Продолжается рейс грузовой.
Не люблю разговоров
о женщинах и мужчинах.
Мой персонаж, однако, мужчина.
О женщине будет после.
Ни разу в жизни
ему не изменяли женщины.
Он изменял, не считая изменой,
оправдывался эректильной дисфункцией.
Измены лежали стыдливы и неполноценны.
Ближе к пятидесяти захотел подросткового секса,
слушал группу «Japan» и слушал «Black Sabbath»,
говорил: это настоящий секс!
Смотрел «Основной инстинкт»,
говорил: фильм о любви и влечении к смерти.
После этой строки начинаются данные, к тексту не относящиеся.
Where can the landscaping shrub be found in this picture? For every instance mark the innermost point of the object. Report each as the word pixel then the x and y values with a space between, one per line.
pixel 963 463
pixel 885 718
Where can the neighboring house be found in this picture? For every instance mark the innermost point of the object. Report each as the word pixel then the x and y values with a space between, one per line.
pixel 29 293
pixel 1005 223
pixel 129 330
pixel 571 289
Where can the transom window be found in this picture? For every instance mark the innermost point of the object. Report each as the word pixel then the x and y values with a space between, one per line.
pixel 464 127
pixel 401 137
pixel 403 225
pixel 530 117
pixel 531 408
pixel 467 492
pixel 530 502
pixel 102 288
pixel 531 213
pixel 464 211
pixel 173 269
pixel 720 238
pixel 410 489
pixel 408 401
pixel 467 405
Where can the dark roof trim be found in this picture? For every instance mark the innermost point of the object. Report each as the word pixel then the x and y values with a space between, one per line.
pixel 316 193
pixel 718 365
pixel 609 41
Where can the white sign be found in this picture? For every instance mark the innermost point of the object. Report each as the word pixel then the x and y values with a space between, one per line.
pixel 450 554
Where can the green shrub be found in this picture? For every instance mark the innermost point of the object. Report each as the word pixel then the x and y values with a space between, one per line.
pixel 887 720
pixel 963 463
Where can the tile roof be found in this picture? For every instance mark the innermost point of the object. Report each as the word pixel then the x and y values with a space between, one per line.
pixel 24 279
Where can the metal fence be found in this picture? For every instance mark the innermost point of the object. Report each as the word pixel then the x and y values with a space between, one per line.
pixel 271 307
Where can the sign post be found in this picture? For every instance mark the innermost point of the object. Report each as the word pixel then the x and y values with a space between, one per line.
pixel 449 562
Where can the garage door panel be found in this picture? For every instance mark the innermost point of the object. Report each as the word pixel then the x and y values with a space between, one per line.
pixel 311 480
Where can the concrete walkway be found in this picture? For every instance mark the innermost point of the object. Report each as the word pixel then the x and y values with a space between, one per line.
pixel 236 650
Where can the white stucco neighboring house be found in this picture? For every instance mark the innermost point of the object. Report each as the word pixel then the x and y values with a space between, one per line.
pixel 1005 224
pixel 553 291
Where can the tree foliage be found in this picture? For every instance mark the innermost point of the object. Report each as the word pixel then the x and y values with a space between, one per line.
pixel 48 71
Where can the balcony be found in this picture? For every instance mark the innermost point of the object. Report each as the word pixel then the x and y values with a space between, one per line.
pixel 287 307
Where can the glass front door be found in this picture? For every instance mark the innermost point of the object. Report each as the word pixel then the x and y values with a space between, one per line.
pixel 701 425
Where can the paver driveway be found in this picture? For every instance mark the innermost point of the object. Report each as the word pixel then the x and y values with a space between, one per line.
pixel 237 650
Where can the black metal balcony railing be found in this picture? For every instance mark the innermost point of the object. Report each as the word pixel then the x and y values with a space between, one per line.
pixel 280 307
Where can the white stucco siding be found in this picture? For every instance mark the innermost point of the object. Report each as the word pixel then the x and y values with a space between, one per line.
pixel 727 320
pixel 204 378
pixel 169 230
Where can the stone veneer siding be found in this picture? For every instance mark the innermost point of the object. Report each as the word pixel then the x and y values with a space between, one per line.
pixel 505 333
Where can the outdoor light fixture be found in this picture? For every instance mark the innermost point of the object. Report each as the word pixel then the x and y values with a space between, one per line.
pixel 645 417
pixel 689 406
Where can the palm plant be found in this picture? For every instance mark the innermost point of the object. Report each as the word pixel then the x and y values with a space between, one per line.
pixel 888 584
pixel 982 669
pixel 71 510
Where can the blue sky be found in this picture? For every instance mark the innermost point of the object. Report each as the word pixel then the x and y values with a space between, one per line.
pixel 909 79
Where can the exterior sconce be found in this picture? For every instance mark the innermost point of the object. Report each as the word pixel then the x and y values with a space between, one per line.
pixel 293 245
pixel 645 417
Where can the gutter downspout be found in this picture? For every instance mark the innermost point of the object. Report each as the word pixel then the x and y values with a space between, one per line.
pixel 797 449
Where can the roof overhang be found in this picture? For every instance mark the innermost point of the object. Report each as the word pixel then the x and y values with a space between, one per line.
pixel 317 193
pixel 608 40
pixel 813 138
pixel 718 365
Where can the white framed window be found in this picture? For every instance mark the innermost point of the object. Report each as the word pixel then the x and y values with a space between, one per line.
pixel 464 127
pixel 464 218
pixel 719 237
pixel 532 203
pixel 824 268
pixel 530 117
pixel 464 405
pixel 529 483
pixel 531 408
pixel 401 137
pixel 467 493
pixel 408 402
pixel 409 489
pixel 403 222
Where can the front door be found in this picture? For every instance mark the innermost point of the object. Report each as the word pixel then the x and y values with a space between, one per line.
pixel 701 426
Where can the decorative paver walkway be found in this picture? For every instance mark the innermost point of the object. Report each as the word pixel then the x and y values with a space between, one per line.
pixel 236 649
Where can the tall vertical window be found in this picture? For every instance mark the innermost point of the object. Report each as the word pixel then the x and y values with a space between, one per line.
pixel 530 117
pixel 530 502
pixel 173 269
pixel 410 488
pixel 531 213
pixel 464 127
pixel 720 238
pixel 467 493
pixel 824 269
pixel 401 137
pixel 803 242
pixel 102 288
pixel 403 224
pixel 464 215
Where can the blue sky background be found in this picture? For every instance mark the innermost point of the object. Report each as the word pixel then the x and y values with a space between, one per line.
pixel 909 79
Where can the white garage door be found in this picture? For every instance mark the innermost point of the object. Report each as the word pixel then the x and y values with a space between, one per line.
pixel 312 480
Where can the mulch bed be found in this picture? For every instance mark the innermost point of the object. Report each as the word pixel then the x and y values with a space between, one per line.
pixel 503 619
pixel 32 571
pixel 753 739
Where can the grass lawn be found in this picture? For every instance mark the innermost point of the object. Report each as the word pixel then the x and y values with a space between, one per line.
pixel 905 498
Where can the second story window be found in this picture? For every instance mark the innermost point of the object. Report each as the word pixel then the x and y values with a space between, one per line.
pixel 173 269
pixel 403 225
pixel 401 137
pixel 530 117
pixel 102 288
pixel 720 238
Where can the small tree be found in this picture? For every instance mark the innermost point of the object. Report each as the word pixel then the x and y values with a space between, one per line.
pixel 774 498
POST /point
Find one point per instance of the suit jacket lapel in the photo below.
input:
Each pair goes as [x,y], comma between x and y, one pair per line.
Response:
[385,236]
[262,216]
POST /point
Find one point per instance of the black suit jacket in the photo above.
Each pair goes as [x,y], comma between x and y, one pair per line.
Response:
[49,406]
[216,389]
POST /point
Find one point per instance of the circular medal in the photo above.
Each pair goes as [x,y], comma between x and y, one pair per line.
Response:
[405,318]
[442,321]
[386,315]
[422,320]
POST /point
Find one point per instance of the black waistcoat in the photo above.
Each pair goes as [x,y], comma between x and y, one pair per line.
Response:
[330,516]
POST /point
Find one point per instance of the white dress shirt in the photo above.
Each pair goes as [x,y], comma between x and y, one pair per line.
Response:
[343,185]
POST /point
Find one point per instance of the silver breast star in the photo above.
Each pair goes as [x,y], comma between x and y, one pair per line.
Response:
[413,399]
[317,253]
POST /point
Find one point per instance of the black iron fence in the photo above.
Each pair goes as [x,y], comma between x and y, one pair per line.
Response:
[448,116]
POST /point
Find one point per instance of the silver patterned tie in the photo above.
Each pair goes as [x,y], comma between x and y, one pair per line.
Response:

смотрел «Криминальное чтиво» и говорил то же самое.
Ему легче было вожделеть, чем ложиться и вставать.
Он просто не знал, что делать с телом женщины
от внезапного нежелания.
Но какая-то завелась в его странном белье.
Уже много лет с ним,
всё так же прекрасна. Смотрит он на других.
Ближе к шестидесяти стал рыцарствен и сентиментален.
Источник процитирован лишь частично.